The attorney for the proposed Colonial Downs racetrack near Richmond told the Virginia Racing Commission earlier this week that construction of the planned $40 million facility will be delayed until a lawsuit filed by a losing applicant for the track franchise is settled.
"Prospective bondholders, investors, bankers and other third parties will be unwilling to risk an investment until the appeal is resolved," L. Charles Long Jr., attorney for Colonial Downs' operator, Arnold Stansley, told the commissioners.
In an article in the Richmond Times-Dispatch, Long was quoted as saying construction of the track can't start until $30 million in bonds are sold. Management will continue to clear land at the New Kent County site until March, but after that all work could stop until the legal matter is resolved.
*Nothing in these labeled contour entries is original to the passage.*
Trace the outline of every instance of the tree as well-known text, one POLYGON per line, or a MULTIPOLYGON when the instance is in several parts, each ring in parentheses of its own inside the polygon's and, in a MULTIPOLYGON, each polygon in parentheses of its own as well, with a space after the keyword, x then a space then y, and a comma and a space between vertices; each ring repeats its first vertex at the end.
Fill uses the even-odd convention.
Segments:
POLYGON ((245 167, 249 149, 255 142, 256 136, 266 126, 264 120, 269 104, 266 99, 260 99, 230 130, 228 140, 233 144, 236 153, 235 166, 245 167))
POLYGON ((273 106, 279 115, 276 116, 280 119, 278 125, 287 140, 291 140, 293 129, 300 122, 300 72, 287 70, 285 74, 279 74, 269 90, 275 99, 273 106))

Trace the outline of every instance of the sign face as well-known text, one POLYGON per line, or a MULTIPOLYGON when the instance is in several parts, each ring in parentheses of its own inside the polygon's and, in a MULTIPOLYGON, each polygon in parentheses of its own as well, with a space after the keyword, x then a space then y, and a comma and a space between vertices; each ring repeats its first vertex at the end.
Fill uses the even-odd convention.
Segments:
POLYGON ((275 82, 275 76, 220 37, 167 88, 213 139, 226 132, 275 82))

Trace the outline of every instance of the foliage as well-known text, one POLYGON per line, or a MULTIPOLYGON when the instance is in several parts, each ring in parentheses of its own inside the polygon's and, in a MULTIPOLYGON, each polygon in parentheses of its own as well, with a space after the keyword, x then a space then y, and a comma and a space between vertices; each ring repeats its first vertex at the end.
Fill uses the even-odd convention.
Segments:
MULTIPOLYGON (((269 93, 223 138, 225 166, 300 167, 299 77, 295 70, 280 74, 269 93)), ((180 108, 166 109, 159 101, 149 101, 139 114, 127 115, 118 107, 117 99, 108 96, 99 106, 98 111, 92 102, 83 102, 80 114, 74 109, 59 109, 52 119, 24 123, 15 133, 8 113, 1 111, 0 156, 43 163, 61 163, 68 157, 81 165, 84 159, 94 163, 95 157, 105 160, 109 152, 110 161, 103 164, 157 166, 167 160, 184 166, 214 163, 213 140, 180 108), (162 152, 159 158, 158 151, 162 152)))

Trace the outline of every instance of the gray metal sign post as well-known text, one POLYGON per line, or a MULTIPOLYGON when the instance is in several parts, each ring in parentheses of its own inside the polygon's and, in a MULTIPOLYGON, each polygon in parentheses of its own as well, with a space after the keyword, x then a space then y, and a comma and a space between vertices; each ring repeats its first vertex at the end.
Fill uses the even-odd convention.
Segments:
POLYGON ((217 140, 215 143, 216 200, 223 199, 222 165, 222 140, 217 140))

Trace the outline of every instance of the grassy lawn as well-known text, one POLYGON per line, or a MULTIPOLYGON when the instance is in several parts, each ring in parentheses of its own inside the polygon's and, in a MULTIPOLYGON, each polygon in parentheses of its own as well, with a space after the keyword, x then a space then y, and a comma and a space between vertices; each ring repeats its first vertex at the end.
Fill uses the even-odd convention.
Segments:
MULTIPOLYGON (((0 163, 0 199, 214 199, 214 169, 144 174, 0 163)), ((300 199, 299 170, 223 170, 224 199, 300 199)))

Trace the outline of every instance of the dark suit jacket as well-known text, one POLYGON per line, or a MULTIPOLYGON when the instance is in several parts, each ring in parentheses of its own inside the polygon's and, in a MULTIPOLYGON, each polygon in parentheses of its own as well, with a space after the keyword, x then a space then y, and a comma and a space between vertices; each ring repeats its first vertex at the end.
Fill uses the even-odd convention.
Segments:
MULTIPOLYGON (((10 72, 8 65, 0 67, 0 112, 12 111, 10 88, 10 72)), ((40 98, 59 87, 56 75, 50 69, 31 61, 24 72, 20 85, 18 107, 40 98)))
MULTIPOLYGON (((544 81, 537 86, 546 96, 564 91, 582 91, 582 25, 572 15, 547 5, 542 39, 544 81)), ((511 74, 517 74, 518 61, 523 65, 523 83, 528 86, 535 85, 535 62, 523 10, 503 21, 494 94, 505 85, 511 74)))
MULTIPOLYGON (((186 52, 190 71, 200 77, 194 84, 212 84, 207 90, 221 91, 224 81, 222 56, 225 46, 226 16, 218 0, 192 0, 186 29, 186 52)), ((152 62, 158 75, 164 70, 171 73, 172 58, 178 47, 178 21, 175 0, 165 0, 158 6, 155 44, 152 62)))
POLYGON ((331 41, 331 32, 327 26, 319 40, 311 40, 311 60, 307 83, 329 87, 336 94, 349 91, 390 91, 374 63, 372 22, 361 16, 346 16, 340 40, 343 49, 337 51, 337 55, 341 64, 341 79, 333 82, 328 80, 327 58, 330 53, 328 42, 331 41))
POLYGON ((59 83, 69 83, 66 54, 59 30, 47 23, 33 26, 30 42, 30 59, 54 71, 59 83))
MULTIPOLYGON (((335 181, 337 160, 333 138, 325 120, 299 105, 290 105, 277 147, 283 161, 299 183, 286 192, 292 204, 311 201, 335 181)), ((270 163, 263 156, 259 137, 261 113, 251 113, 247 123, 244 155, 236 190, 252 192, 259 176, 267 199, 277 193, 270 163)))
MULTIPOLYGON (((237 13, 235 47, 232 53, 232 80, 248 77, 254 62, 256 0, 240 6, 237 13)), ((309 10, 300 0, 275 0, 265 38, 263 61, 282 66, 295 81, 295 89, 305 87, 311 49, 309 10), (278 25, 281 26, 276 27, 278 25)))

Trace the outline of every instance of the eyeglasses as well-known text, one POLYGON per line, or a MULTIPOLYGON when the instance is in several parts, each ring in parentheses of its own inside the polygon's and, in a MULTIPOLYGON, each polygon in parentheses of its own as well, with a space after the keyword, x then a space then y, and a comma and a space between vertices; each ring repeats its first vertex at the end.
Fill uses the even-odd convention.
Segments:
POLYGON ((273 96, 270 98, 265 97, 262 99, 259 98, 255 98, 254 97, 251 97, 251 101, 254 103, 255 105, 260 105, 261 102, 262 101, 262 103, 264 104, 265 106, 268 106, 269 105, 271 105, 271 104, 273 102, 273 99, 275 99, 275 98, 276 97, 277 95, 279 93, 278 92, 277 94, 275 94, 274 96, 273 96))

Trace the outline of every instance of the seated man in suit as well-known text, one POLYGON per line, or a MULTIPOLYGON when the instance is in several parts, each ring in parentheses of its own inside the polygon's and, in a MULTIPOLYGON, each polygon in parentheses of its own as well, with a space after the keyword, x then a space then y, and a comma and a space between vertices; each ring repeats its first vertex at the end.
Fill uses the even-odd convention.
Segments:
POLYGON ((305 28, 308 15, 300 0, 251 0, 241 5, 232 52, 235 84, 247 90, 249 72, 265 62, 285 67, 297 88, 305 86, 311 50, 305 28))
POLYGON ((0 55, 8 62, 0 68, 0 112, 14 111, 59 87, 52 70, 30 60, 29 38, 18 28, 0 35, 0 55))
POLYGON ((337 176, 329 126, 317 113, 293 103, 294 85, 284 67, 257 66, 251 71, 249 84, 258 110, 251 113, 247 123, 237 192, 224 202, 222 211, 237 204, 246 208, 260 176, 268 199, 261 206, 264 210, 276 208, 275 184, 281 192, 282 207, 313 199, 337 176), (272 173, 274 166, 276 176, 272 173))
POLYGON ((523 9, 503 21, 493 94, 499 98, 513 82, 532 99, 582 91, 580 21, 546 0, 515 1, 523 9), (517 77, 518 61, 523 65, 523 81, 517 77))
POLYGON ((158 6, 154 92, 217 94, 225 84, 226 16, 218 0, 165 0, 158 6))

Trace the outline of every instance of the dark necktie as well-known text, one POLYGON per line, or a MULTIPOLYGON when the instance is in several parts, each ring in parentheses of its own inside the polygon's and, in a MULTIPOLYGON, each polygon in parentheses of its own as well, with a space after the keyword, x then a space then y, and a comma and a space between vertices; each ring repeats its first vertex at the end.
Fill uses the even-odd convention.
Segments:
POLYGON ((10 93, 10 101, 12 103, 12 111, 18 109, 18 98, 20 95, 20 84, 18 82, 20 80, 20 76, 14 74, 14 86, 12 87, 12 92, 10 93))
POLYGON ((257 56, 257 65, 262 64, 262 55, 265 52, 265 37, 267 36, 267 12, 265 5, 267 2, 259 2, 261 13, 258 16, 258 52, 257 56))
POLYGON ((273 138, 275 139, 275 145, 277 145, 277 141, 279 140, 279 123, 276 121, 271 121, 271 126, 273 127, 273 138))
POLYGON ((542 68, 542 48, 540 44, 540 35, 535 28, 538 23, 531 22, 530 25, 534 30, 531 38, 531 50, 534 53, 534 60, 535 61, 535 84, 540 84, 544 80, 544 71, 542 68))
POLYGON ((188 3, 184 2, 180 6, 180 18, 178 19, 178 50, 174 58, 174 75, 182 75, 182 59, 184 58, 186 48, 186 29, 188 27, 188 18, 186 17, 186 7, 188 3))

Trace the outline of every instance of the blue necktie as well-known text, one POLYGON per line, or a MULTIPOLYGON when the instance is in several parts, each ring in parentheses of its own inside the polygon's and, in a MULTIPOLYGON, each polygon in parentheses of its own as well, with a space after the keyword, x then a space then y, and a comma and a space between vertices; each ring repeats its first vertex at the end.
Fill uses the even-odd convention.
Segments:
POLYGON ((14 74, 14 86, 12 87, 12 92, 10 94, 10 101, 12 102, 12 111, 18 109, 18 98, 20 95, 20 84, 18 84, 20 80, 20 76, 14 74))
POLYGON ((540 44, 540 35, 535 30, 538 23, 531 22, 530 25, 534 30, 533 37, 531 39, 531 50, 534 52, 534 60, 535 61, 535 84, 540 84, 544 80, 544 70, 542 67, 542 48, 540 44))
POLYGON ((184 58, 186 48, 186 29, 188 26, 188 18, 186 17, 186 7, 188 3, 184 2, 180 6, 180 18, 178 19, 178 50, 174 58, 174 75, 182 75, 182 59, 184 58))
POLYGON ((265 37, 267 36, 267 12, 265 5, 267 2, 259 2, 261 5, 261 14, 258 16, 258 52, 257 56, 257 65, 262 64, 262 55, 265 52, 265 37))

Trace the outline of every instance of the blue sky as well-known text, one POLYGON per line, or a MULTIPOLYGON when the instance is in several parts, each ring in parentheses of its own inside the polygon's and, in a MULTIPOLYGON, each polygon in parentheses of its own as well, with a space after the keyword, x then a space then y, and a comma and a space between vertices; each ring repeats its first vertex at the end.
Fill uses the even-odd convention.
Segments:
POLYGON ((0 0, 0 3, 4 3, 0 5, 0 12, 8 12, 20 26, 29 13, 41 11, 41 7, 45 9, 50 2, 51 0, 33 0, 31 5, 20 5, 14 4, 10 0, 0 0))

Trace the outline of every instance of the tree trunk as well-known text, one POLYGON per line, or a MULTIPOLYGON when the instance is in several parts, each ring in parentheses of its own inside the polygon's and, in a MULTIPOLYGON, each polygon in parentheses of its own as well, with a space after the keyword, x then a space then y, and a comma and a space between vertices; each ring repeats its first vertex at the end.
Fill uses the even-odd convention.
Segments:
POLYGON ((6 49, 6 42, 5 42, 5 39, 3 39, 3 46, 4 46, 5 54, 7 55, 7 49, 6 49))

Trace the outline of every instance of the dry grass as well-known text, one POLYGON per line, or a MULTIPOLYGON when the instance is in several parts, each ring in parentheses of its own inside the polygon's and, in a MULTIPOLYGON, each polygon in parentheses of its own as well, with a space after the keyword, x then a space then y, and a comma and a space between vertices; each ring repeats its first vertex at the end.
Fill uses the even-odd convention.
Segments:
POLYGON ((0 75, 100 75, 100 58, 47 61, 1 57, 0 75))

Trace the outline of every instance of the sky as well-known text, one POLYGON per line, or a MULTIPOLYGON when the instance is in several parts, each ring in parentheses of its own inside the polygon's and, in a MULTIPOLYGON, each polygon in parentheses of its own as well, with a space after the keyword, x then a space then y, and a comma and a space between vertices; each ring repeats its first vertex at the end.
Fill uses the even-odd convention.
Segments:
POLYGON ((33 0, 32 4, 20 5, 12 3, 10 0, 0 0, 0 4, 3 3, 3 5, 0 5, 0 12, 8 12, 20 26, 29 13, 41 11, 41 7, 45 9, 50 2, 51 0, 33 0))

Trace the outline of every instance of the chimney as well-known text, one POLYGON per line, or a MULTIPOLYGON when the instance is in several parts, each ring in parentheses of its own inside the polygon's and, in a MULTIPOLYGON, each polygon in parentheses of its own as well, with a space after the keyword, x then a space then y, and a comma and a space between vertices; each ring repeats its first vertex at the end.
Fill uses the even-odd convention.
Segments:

James Wilson's suit, alleging improprieties by the commission in its decision-making, was filed in Richmond circuit court last week. The commission is expected to file its reply to the suit next week. After that, the court will set a hearing date. The matter could be tied up in the legal system for months.
Any subsequent appeal could be made to the Virginia Supreme Court, delaying construction even further.
Wilson's suit has earned the ire of Virginia commission chairman John Shenefield, an antitrust lawyer who recently was appointed by Virginia Gov. George Allen Jr. to another five-year term.
"I want you to know, and I want your client to know, that this commission worked very hard in this decision," Shenefield told Wilson's lawyer, Lawrence H. Framme III, at the commission's monthly meeting Wednesday. "The imputation in your papers that something improper happened is completely wrong."
Jockeys, tracks meet today
Representatives of the Jockeys' Guild and the Thoroughbred Racing Associations, composed of most of the nation's racetracks, will meet at TRA offices in New York today to try to resolve differences over how to pay for the jockeys' health and pension benefits package.
In a conference call Tuesday, the executive board of the Jockeys' Guild voted "not to settle for anything less than one-tenth of 1 percent of the handle, or its equivalent, going into the jockeys' fund [from member TRA tracks]," said local guild manager Jimmy Edwards.
Horsemen, tracks closer
Local horsemen who want a contract stipulating approval by its members of the Laurel/Pimlico condition book and yearly stakes schedule with track management are getting "real close to an agreement," Jerry Robb, chairman of the Purse and Contract Committee of the Maryland Thoroughbred Horsemen's Association, said after the groups met at Laurel Park last night.
Robb said his committee and track officials have resolved all differences concerning the condition book, which is a bimonthly printed schedule of races, but still have to negotiate terms of a yearly stakes schedule.
The main issue is the amount of money annually allotted to stakes races. The horsemen want a cap of 17 percent on stakes, claiming management has been allocating about 21 percent to the added-money races.
"What we're after is more balance in the purse distribution," Robb said.
He added that as long as progress is being made in the talks and the goal of reaching a written agreement with management is in sight, "then there is no threat that we'll exercise our right and end the track's simulcasting program."